Friday, January 13, 2012

McKibben calls for constitutional amendment: details TBA?

Bill McKibben is a regular visitor to Unity College, and seems to enjoy our students down-to-earth attitude. Many are members of his 350.org campaign.

I had been wondering what his response would be to the continued pipeline fiasco, which is starting to have some of the makings of another Teapot Dome scandal.

I got a partial answer today from an article in my Guardian: McKibben seems to be announcing a bid for a constitutional amendment for public financing of political campaigns.

I say seems: no details are given, only a pointer to another event later this year: the second anniversary of the Citizens United decision, which McKibben says will be a good opportunity for organizing.

This is also one area on which Occupy Wall Street and the grassroots base of the Tea Party would agree. Of course, the various financiers of the Tea Party would not. Indeed, it would be very ironic if any combination of this sort were to occur.

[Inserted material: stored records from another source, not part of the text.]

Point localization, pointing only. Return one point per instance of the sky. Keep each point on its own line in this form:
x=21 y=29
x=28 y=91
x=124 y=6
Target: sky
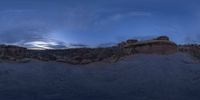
x=95 y=23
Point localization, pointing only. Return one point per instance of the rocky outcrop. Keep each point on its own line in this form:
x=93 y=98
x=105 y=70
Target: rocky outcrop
x=160 y=45
x=192 y=49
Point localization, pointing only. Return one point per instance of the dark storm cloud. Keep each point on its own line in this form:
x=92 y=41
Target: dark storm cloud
x=25 y=34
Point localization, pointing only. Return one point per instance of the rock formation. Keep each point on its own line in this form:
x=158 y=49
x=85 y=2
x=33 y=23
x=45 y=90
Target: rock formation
x=160 y=45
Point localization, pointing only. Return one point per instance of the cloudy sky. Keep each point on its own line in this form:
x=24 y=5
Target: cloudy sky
x=71 y=23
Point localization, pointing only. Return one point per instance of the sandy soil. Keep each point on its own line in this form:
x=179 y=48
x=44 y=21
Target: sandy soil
x=138 y=77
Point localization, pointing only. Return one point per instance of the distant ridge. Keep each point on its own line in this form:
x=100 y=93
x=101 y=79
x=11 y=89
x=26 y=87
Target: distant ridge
x=160 y=45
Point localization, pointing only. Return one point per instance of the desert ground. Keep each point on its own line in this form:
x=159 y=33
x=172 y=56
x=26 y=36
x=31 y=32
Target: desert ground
x=137 y=77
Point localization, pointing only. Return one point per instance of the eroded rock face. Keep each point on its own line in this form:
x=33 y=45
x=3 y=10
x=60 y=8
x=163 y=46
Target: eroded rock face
x=160 y=45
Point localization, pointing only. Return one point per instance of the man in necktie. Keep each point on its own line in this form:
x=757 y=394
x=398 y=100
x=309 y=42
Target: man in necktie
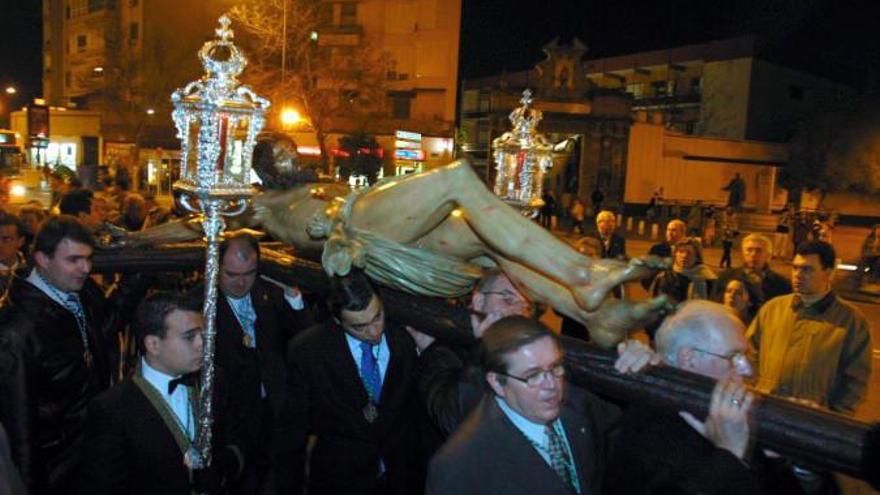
x=531 y=434
x=612 y=244
x=757 y=250
x=812 y=345
x=140 y=431
x=351 y=386
x=70 y=329
x=255 y=320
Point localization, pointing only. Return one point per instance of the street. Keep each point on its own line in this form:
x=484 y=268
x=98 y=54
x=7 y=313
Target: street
x=847 y=242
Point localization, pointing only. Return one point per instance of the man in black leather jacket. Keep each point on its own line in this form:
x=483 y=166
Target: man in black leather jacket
x=60 y=332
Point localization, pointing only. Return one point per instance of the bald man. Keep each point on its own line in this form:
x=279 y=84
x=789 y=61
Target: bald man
x=660 y=452
x=675 y=231
x=255 y=320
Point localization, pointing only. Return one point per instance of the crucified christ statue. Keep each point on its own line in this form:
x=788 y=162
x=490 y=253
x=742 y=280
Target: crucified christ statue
x=431 y=234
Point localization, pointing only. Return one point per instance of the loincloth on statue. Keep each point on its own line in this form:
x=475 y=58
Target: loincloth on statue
x=392 y=264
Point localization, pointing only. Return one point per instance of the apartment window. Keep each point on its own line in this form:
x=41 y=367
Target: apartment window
x=348 y=14
x=659 y=88
x=401 y=107
x=325 y=14
x=77 y=8
x=637 y=90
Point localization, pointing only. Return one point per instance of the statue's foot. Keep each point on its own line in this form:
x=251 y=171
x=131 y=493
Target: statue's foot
x=606 y=274
x=614 y=319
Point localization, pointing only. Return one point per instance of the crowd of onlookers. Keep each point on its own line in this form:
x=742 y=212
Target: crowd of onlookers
x=99 y=375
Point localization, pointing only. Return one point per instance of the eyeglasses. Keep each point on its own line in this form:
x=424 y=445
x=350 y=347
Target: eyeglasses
x=534 y=380
x=735 y=358
x=507 y=296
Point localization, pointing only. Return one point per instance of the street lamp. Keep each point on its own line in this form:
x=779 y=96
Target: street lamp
x=290 y=117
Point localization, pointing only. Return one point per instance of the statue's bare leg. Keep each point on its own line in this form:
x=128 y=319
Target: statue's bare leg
x=609 y=324
x=410 y=208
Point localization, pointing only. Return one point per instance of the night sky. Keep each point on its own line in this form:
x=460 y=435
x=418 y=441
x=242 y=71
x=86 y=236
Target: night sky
x=835 y=39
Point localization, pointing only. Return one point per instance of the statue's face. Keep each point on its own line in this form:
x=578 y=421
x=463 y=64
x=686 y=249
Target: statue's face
x=285 y=157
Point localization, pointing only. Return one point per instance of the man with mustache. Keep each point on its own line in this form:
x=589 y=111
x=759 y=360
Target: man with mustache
x=530 y=435
x=63 y=330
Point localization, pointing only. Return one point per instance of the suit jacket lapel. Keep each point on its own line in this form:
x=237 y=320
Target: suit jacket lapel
x=224 y=311
x=514 y=449
x=579 y=436
x=341 y=365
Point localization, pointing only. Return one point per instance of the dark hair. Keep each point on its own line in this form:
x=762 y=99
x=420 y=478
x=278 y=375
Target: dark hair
x=826 y=253
x=56 y=229
x=692 y=243
x=508 y=335
x=352 y=292
x=250 y=240
x=149 y=319
x=266 y=169
x=75 y=202
x=754 y=291
x=9 y=219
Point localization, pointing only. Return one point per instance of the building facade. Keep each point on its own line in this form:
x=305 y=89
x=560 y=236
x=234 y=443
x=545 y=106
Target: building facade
x=123 y=58
x=724 y=88
x=590 y=124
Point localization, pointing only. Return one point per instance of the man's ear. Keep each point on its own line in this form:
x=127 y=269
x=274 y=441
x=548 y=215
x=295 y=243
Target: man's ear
x=42 y=259
x=685 y=358
x=493 y=379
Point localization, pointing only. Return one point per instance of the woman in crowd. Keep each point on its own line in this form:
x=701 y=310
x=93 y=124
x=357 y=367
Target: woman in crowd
x=688 y=278
x=742 y=299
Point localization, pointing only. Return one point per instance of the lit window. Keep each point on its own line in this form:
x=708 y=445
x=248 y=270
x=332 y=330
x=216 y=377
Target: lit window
x=348 y=14
x=400 y=107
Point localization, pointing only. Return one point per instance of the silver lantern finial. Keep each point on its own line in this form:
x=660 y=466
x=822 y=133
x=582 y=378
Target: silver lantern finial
x=217 y=122
x=522 y=156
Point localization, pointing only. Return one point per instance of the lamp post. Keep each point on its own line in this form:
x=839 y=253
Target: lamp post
x=217 y=123
x=522 y=156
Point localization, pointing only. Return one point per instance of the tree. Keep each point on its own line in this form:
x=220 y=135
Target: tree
x=134 y=87
x=360 y=154
x=331 y=73
x=837 y=149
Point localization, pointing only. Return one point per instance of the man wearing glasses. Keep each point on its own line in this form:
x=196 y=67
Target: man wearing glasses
x=350 y=386
x=530 y=435
x=677 y=453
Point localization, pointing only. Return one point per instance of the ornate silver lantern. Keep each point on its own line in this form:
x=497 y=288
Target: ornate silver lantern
x=217 y=123
x=522 y=156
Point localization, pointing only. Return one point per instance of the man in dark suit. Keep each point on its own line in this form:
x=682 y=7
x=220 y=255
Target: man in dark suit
x=255 y=320
x=611 y=244
x=661 y=452
x=351 y=386
x=527 y=437
x=140 y=432
x=62 y=331
x=675 y=231
x=763 y=281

There are two pathways to a Constitutional amendment. One takes you through Congress, whereby Congress proposes and the various state legislatures dispose, requiring a two-thirds vote. All amendments so far have followed this line. I doubt McKibben or any grass-roots movement can succeed in this, but the attempt, if even moderately noticeable within the political "echo chamber," would necessarily separate the actual libertarians from the various corporate hacks in Congress, and split the Tea Party down the middle.

The other pathway, never yet used successfully, is for two thirds of the state legislatures to propose an amendment to Congress. At this point in time, I would think there aren't that many state legislatures that could whether a concerted campaign to force them to back an amendment, if such a campaign were to gather both steam and cross-party support.

All depends on the intent and wording of the amendment. I think "public financing" is not a tenable phrase on which to base this effort at this point in time. Too many people will confuse it with other public programs and the opposition will label it as "socialism.